My chief complaint when I read A Rule Against Murder this summer was that while it was an Inspector Armand Gamache novel with all that entails, and it featured some of the characters who populate Three Pines, the book was not set there and I felt the lack of the world that Louise Penny had spent three books crafting. Well, in book five I got my wish to return to Three Pines, and Penny makes the reader pay mightily for the return.
Mild spoilers for the book and series, I suppose, from this point forward.
Louise Penny crafts incredible prose. I have chosen to listen to the Ralph Cosham read audiobooks for as long as they last (through book 10, I believe) and sometimes while listening I actually lose track of the plot threads because my brain is busy savoring the way the words are put together. The way Penny uses language to describe art, music, and food is simply sumptuous. It is by far the best part of the books, followed closely by the character of Armand Gamache himself.
At the end of book three, The Cruelest Month, the Arnot case has been put to rest and we are left with Gamache in what is perhaps his first time truly being post-Arnot. The books move away from the inner workings and conspiracies of the Sûreté du Québec, and instead focus on the solving of the crimes at hand. I find myself missing that side of the narrative as books four and five have narrowed their focus to the cases at hand. There is some expansion of the story of the residents of Three Pines, specifically the Morrows, but it takes a back seat to the mystery.

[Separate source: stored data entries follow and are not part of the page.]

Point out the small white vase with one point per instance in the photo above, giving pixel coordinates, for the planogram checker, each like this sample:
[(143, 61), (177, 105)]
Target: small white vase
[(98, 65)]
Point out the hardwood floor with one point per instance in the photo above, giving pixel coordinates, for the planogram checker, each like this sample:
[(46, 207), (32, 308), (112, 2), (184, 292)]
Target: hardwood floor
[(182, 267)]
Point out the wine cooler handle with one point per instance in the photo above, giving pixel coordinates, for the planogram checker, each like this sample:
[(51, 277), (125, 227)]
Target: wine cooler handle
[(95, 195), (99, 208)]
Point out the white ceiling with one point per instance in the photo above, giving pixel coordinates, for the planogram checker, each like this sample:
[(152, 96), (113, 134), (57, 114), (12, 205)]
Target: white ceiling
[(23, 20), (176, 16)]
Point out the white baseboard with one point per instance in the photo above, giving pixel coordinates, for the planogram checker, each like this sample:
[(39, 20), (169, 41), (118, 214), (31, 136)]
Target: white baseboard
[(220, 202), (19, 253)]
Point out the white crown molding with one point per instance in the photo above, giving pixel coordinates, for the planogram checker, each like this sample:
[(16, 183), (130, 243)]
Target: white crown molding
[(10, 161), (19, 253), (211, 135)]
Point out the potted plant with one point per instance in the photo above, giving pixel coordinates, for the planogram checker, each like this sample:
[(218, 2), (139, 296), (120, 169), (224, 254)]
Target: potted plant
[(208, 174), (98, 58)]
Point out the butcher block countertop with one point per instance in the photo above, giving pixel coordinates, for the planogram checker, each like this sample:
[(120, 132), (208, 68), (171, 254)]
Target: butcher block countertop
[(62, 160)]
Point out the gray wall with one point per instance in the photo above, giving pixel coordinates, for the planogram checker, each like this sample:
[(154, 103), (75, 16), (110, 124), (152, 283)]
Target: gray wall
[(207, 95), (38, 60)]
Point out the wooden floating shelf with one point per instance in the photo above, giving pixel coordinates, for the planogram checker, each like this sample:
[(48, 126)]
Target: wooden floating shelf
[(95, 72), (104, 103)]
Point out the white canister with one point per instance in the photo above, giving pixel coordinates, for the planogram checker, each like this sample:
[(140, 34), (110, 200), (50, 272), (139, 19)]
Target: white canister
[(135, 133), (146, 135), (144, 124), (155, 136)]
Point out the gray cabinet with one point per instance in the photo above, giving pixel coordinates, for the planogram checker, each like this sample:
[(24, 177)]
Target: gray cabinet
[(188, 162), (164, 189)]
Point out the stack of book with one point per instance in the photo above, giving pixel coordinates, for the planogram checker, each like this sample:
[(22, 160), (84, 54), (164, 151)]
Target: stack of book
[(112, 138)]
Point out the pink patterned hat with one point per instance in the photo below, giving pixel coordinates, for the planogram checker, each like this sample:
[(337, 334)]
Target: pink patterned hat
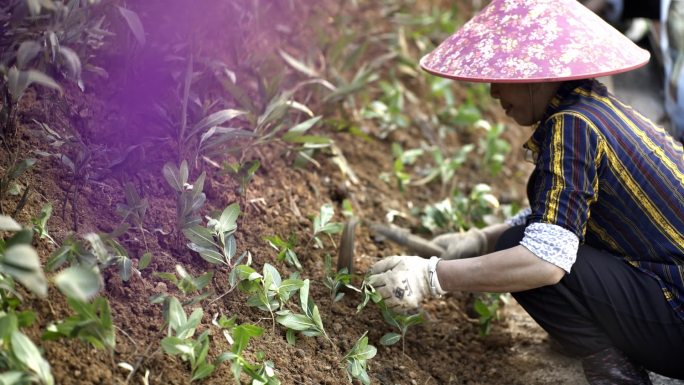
[(526, 41)]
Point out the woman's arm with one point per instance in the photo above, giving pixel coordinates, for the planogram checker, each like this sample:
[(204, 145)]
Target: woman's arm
[(510, 270)]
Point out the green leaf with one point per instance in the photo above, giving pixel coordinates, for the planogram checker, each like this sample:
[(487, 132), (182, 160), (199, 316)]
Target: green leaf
[(177, 316), (134, 24), (390, 339), (173, 177), (8, 224), (298, 65), (297, 322), (291, 336), (229, 217), (215, 119), (27, 51), (27, 353), (22, 262), (72, 61), (18, 81), (78, 283), (201, 236), (145, 260)]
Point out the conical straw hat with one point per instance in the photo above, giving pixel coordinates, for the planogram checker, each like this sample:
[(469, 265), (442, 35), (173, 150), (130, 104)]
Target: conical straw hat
[(529, 41)]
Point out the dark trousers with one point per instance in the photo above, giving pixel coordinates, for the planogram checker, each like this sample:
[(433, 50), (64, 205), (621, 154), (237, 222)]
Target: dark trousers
[(606, 302)]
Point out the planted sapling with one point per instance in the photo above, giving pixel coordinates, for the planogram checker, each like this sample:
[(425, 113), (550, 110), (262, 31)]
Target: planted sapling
[(285, 249), (216, 242), (336, 281), (92, 323), (401, 322), (133, 210), (186, 284), (18, 259), (238, 337), (180, 341), (322, 225), (20, 359), (268, 291), (357, 359), (189, 197), (309, 323)]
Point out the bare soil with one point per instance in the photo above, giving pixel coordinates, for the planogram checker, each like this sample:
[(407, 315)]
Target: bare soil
[(447, 349)]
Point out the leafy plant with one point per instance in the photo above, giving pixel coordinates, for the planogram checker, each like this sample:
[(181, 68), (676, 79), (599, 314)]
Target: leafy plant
[(186, 284), (308, 323), (460, 211), (487, 306), (268, 291), (19, 260), (95, 252), (401, 322), (444, 168), (493, 148), (180, 341), (216, 242), (322, 225), (92, 323), (337, 281), (40, 223), (357, 359), (134, 209), (8, 183), (238, 337), (189, 197), (285, 249), (401, 160), (20, 359), (244, 172)]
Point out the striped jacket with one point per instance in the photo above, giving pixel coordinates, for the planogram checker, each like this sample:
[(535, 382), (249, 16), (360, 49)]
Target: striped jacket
[(613, 178)]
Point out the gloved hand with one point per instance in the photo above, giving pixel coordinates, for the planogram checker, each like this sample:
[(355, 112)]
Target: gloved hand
[(467, 244), (404, 281), (471, 243)]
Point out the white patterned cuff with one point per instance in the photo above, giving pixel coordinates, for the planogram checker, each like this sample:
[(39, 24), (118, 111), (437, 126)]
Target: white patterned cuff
[(520, 218), (552, 243)]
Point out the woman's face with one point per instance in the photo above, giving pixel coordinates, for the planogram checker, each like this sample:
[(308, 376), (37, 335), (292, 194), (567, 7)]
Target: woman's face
[(524, 102)]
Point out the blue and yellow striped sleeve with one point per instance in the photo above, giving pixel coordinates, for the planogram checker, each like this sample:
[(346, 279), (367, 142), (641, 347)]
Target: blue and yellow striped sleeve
[(566, 180)]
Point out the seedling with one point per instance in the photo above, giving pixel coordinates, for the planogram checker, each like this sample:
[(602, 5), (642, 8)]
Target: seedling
[(92, 323), (460, 211), (487, 307), (216, 242), (267, 291), (244, 172), (186, 284), (40, 223), (180, 342), (189, 197), (285, 249), (322, 225), (133, 210), (401, 322), (238, 337), (357, 359), (96, 251), (493, 148), (20, 359), (337, 281), (19, 260), (309, 323), (8, 184)]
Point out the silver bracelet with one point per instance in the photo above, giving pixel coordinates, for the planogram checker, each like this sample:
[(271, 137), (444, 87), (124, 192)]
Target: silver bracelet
[(433, 282)]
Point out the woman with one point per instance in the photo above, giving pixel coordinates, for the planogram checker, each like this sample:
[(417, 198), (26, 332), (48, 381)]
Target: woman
[(598, 259)]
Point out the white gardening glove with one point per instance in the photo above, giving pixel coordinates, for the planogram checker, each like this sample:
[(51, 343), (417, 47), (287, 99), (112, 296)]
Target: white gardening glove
[(471, 243), (404, 281)]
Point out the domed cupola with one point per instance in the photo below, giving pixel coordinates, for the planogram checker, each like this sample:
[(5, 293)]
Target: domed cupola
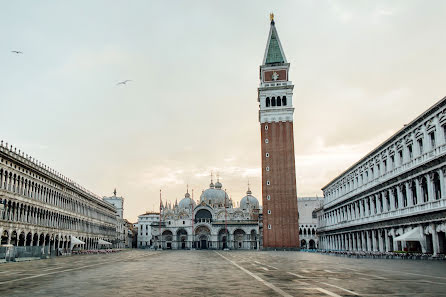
[(187, 202), (218, 184), (249, 201), (215, 196)]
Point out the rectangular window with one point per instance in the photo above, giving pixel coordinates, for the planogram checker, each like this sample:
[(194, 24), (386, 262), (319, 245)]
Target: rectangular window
[(420, 145), (432, 136)]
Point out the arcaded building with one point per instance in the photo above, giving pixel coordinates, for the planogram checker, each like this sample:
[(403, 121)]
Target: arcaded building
[(212, 223), (394, 198), (308, 222), (279, 198), (41, 207)]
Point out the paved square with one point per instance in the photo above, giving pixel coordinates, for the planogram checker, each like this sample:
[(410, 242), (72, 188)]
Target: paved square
[(220, 273)]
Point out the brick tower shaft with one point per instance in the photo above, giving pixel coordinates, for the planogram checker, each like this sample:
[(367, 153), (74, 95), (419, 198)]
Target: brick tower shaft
[(279, 195)]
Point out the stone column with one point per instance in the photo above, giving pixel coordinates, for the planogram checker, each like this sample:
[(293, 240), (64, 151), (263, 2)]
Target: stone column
[(392, 200), (387, 240), (375, 244), (435, 241), (423, 240), (441, 176), (380, 241), (384, 196), (408, 194), (369, 242), (363, 241), (419, 192), (430, 187), (355, 247)]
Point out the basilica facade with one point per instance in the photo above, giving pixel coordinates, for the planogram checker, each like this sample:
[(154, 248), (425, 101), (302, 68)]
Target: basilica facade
[(211, 223)]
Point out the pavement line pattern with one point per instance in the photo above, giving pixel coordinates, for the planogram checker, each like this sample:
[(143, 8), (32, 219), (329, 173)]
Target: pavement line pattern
[(298, 275), (376, 276), (60, 271), (49, 273), (268, 284), (340, 288), (328, 292)]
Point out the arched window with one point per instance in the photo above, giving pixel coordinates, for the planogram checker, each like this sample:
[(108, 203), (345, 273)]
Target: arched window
[(437, 188), (424, 190), (395, 195), (413, 189)]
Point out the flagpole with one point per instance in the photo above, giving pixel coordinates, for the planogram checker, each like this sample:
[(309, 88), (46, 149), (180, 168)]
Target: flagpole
[(159, 227), (226, 221), (192, 202)]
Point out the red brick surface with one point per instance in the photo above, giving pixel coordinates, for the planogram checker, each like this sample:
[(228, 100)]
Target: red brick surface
[(282, 176)]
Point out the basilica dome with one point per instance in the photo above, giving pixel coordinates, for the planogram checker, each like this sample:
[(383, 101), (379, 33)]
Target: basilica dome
[(186, 202), (215, 196), (249, 201)]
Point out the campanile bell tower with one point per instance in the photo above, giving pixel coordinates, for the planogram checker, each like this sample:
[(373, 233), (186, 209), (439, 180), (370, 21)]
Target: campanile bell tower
[(279, 196)]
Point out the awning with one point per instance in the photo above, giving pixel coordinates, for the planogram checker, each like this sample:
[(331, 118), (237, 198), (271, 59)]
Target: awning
[(412, 235), (100, 241), (75, 240)]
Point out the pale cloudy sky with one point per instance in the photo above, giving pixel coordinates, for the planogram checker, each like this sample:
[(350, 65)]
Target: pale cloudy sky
[(361, 70)]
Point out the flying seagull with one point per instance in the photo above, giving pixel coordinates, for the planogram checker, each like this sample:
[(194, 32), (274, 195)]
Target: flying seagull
[(124, 82)]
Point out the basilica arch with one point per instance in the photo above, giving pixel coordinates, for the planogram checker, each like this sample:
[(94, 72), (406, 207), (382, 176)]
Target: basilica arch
[(203, 237)]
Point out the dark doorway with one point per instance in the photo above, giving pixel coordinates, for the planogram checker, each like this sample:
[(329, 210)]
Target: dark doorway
[(203, 244)]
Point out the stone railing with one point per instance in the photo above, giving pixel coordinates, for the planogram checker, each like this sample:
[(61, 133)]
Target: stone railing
[(416, 161)]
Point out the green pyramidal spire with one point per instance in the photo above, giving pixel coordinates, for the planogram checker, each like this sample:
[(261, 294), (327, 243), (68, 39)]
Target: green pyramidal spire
[(274, 53)]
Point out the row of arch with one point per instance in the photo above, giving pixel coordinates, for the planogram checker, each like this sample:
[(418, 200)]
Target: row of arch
[(15, 183), (15, 211), (310, 244), (44, 239), (273, 101), (417, 191), (204, 239), (307, 231)]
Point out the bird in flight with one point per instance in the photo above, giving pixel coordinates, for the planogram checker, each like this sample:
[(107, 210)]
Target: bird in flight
[(124, 82)]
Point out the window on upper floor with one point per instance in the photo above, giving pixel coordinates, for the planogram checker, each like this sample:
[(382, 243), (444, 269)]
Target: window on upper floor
[(420, 145), (273, 101), (432, 137)]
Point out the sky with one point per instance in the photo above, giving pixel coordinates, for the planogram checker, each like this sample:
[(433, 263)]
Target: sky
[(361, 70)]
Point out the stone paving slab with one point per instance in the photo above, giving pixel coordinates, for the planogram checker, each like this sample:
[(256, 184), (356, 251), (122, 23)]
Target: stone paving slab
[(221, 273)]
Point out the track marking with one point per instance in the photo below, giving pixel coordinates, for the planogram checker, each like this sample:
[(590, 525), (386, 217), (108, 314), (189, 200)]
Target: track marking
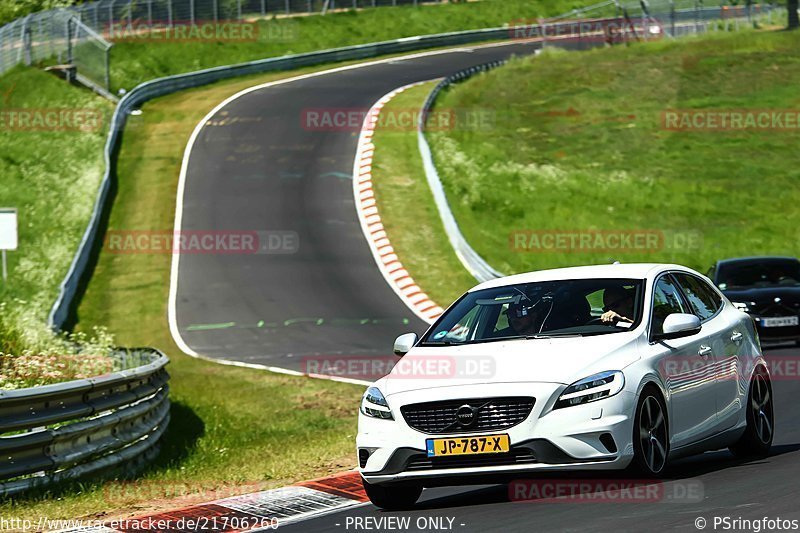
[(388, 264)]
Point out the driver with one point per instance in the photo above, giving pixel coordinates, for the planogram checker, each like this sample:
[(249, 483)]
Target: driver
[(618, 305), (524, 318)]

In The Brutal Telling Gamache is called in when a body is found at Olivier’s bistro. From the beginning the reader knows that Olivier knew the dead man, whose name we do not know, while Gamache does not. Over the course of the book we watch Gamache, with his team of Beauvoir and Lacoste, and the new man Moran, piece together the seeming impossible mystery of the hermit, his cabin filled with unspeakable treasures, and who moved his body after his death, not to mention who actually murdered him.
At the end of the book I’m not sure the man who was found guilty of the crime of manslaughter actually did it, and there are plenty of characters in the book who agree with me, perhaps even Gamache. It’s interesting to watch a character we trust implicitly, Gamache, have no choice but to follow the evidence where it leads, even if it means arresting someone he considers a friend.
This book wasn’t perfect, there was a decidedly ridiculous portion of time where highly esteemed cryptographer doesn’t just do a very simple check to solve a code, and when the thing is solved it matters not to the overall case, it felt like a needless eddy in a book full of interesting eddies. There is also the problem of the case left seemingly dangling. My personal plan for these books is to read them in the time of year they are set, which means I won’t be reading Bury Your Dead until January and that is a long time to wait to find out what happens to Three Pines with one of its own in jail, and Inspector Gamache left with an unsatisfying conclusion to this case.